Her “business” began looking up after she joined “Skill Net,” a national network of unorganized skilled workers promoted by the Functional Vocational Training and Research Society (FVTRS), the Bengaluru-based NGO.

Devaki is among thousands of village women empowered as entrepreneurs with more social and economic security through the Skill Net. They are the success stories for the International Women’s Day on March 8.

Jimmy Mathew, a Catholic lay man who coordinates the NGO, says the rural India is filled with highly skilled workers who are neither recognized nor empowered, but highly exploited.

“Today, it is difficult for the people in informal sector to remain relevant as job market demands certified skill workers for various sectors,” Mathew told Matters India.

According to NGO reports, 92 percent work force in India is unskilled although they work in fields that require special skills.

Mathew, a native of Kerala, travels around villages in Karnataka to identify masons, carpenters, painters, toddy tapers, drivers, traditional artisans, agriculturalists and others. He then organizes them as small groups and enrols them into the Skill Net.

The Skill Net is the association of skilled workers. It provides strong community based structures of skilled workers and trainees and has the potentials to create networks of skilled workers associations at different levels, Mathew explains.

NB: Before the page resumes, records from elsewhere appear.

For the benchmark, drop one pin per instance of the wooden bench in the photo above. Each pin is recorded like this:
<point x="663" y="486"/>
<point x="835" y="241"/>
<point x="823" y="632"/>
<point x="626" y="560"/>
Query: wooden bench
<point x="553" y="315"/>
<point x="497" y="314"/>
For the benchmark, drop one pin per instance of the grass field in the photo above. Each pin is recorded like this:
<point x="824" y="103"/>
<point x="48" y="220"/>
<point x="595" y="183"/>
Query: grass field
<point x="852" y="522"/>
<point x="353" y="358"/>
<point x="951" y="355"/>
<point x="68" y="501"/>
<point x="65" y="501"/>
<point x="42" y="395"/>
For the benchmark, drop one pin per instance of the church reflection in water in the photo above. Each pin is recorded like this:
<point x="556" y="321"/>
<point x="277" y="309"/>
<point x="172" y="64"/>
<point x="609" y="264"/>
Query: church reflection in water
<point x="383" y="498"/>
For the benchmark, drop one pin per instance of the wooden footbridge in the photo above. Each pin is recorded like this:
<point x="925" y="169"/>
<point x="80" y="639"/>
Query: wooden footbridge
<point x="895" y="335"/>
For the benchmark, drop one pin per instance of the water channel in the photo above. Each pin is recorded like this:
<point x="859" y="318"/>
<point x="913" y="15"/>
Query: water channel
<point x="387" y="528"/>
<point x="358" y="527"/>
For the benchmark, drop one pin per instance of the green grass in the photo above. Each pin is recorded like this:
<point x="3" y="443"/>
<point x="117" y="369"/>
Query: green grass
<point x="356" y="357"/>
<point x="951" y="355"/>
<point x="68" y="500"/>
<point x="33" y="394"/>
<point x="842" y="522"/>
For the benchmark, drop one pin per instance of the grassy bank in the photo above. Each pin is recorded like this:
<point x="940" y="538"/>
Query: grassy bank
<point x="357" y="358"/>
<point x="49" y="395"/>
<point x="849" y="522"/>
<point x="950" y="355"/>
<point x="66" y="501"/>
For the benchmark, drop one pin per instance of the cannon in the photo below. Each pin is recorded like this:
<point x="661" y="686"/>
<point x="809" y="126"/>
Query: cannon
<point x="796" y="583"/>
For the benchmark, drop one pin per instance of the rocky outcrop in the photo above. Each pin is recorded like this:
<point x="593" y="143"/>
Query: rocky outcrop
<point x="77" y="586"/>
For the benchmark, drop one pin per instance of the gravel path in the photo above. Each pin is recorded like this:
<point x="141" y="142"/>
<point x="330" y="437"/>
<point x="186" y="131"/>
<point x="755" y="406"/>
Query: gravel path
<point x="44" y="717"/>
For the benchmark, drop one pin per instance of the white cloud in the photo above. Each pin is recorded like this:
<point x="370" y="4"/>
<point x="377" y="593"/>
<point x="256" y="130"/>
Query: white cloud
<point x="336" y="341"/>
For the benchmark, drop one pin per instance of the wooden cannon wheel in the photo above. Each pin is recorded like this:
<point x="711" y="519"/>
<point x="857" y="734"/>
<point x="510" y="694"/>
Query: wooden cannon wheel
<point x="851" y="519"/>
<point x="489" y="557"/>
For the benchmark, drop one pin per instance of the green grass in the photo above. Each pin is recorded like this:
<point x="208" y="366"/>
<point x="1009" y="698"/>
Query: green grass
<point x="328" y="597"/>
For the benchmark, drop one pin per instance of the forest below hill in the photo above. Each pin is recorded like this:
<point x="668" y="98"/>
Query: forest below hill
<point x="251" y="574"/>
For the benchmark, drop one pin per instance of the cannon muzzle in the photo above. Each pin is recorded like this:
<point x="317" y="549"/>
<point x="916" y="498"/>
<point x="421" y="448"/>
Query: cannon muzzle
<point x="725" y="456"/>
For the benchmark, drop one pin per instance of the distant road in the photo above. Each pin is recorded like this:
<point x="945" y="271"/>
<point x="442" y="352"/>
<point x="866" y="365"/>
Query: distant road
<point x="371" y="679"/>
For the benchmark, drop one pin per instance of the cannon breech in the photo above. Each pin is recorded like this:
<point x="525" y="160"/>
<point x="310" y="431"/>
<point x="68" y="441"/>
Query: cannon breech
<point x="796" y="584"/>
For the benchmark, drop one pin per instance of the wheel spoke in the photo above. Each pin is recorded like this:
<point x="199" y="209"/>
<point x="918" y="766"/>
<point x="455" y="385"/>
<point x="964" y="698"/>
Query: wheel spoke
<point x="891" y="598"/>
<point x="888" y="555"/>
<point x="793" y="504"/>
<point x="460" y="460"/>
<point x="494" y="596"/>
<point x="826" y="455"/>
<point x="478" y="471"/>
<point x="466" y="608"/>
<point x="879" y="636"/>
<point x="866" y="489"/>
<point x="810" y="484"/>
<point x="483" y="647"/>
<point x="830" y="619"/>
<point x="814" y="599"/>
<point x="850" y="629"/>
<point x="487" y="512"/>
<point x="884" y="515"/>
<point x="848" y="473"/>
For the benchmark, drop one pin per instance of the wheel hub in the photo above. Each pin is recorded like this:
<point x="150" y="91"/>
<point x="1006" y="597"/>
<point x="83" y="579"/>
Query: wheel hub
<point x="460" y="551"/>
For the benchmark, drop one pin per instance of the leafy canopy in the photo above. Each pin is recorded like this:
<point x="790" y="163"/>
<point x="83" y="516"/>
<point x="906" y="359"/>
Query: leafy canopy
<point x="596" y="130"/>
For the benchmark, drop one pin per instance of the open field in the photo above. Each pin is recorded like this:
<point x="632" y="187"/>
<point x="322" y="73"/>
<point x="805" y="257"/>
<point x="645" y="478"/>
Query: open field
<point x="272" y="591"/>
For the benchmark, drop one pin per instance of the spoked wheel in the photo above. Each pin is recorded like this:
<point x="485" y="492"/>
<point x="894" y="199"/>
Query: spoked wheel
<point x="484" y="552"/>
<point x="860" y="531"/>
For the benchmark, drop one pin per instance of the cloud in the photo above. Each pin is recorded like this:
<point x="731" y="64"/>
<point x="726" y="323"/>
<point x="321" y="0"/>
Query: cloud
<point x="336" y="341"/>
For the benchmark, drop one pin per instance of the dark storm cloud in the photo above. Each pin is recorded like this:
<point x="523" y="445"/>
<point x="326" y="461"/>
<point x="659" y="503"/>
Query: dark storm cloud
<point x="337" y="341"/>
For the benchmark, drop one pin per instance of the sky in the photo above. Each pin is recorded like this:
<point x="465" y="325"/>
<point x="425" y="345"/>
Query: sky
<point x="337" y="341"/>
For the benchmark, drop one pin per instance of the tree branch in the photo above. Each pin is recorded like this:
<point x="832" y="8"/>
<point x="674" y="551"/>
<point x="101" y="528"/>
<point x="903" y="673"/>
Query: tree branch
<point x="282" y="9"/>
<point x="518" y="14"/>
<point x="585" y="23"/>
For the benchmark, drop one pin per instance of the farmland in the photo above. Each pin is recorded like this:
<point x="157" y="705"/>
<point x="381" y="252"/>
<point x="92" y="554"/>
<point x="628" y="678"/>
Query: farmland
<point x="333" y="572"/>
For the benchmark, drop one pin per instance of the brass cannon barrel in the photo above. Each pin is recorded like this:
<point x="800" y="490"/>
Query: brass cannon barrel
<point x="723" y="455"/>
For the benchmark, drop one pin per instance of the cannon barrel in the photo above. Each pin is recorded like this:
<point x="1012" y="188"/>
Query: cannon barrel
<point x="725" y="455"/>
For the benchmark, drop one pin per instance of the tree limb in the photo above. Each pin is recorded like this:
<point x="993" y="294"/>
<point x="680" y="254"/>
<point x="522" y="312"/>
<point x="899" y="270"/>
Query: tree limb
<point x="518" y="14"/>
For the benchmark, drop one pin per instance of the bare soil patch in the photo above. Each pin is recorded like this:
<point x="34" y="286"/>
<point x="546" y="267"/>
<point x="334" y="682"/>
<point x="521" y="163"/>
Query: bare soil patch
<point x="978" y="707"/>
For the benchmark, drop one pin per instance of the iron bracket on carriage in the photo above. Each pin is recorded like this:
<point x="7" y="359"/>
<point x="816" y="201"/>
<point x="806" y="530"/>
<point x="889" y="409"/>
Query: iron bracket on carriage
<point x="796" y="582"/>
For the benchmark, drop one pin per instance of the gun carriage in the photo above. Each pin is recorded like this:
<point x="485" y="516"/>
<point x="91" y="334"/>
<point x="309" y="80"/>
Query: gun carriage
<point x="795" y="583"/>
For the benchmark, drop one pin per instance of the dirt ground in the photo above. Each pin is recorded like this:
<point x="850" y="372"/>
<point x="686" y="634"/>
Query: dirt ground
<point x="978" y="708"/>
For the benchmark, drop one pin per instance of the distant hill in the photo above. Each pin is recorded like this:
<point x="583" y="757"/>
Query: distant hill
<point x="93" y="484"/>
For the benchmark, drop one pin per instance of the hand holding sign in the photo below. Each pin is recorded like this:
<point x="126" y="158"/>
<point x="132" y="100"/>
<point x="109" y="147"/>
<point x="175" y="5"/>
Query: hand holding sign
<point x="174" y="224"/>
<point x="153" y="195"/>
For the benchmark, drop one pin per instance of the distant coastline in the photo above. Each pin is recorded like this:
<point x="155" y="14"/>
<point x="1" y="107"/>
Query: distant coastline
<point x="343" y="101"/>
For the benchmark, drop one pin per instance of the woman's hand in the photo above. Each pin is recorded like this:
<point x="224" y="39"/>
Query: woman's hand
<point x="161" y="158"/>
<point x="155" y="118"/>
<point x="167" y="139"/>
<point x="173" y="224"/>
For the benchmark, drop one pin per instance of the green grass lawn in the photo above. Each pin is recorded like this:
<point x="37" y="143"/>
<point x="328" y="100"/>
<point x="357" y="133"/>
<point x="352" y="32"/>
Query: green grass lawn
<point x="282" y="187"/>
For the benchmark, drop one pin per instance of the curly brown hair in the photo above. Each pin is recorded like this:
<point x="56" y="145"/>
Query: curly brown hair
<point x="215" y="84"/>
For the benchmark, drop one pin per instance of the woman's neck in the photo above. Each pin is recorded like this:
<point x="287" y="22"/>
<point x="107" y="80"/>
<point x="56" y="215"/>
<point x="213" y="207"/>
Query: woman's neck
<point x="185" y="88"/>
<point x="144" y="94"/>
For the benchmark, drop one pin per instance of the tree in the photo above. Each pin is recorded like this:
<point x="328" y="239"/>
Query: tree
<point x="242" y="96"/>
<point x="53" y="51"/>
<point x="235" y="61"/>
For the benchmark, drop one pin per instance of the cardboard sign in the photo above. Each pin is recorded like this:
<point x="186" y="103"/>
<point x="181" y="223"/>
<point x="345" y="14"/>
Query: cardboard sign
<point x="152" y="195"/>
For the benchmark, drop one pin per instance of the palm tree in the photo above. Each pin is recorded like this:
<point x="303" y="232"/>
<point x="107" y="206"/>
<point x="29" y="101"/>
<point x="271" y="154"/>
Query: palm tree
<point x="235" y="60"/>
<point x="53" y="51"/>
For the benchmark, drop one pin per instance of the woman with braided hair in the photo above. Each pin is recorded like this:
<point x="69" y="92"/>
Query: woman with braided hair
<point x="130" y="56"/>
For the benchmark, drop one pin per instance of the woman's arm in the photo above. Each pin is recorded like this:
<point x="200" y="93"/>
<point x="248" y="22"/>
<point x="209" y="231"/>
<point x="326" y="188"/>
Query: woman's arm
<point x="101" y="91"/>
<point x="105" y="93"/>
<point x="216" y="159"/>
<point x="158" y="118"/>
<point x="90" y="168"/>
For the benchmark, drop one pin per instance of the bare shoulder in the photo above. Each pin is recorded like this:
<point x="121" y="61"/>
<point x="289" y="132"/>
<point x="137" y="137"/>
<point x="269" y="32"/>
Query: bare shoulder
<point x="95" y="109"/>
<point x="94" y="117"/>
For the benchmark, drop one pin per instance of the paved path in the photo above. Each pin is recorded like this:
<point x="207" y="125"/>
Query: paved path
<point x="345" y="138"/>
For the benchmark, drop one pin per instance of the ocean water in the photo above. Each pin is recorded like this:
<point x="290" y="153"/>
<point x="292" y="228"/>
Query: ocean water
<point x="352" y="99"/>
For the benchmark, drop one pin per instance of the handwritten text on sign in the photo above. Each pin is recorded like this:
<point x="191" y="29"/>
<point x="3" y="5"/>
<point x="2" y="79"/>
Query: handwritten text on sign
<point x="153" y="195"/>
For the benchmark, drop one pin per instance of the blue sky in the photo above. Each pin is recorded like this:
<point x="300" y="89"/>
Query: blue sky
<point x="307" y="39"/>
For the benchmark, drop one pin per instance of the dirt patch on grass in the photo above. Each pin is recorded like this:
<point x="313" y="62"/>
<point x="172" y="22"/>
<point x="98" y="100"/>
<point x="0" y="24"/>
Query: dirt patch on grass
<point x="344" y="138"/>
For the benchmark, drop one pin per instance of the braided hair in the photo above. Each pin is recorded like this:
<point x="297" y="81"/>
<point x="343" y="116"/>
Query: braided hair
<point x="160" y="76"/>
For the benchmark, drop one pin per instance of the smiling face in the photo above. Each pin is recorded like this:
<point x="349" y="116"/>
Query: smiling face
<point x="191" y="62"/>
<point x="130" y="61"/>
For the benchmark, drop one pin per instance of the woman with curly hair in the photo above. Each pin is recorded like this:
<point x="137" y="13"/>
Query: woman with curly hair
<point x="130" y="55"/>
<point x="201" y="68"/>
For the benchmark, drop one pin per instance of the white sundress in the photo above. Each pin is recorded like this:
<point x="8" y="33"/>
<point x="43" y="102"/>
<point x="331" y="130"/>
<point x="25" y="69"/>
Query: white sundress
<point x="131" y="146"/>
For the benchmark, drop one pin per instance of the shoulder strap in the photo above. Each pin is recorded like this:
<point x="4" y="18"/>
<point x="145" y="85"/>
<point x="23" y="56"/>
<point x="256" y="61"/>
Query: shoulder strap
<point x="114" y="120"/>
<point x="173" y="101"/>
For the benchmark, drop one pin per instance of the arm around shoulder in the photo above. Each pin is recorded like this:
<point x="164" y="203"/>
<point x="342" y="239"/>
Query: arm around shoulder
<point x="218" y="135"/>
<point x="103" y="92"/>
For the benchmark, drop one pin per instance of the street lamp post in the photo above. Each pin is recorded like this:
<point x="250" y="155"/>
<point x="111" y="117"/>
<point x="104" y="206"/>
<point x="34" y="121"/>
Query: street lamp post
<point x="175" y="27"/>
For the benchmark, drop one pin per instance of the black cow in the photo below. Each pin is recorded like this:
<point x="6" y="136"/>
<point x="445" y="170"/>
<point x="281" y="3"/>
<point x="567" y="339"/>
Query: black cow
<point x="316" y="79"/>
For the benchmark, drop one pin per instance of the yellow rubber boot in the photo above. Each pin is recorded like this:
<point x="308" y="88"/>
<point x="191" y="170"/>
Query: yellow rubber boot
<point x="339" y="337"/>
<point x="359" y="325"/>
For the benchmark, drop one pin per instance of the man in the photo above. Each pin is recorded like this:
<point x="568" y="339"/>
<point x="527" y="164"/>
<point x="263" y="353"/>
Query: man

“Skill Net provides recognition and reputation to them and enhance their social and economic status, especially for the traditional skilled workers,” added Mathew, who had earlier worked for Caritas India, the social arm of the Catholic bishops in the country.

The Skill Net groups will be engaged in regular meetings to discuss training, enterprise development, government schemes and other related issues and matters related to their development. Thus, they will become community based structure that sustain and enhances the interventions.

At present the society, FVTRS, has 1,708 such associations with a membership of 21,385 skilled workers with savings of 12,292,614 rupees. It has started 61 new enterprises. The movement is spread to 12 States in India so far.

A wide range of skilled people whether it is pot maker, blacksmith, traditional artisans, construction work etc. are being recognized through skill net. The Skill net groups captures and recognizes the conventional, non-conventional and unique skills of skill net members across the country.

The Skill Net groups function like self-help model where the skilled workers will get an opportunity to pool their talents, capacities and their little money for bigger results. Today, there are around 61 micro collective business initiatives by the skilled workers in various parts of the country.

The platform of Skill Net is emerging as a unit recognized by the local panchayat (village council). It also mobilizes government assistance through various existing schemes.

Besides promoting Skill Net groups, the society has focused on providing employable skills to the underprivileged school dropout youth for the past 25 years.

The vocational training programs are designed to make them eligible for employment within a short period of training. “As of now we have trained over 130,000 youth, said P M Philip, FVTRS executive director.

“Employability and entrepreneurship of the human resources of a country is the key factor for her economic growth”, said Philip who pointed out that providing the right type of education incorporating the employable skills and entrepreneurship to the right people at the right time is important.